This repository mainly contains two new fast iterative solvers (GMRES), accelerated using the following fast matrix-vector product algorithms.

  1. The nested hierarchically off-diagonal low-rank matrix in $d$ dimensions, $\mathcal{H}^2_{ * }$
  2. The semi-nested hierarchically off-diagonal low-rank matrix in $d$ dimensions, ${(\mathcal{H}^2 + \mathcal{H})}_{ * }$

How to run the code

Users can run $3$ different types of fast iterative solvers using this repository.

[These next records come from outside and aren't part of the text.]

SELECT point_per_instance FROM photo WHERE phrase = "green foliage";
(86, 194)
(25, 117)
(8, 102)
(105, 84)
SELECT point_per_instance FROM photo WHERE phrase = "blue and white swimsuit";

  1. $\mathcal{H}^2_{ * }$ accelerated iterative solver.
  2. ${(\mathcal{H}^2 + \mathcal{H})}_{ * }$ accelerated iterative solver.
  3. $\mathcal{H}_{ * }$ accelerated iterative solver.

Dependencies

  1. The Eigen linear algebra libray.
  2. The Boost library.
  3. An OpenMP enabled modern compiler (optional).

Download the Source code

The source code available in this repository can be cloned using:

git clone https://github.com/riteshkhan/H2weak.git --recursive

Testing

Make sure that you have set the path of the libraries correctly. The path can be modified in the Makefile. For testing purposes, we have added two options: (i) Integral Equation solver and (ii) RBF interpolation.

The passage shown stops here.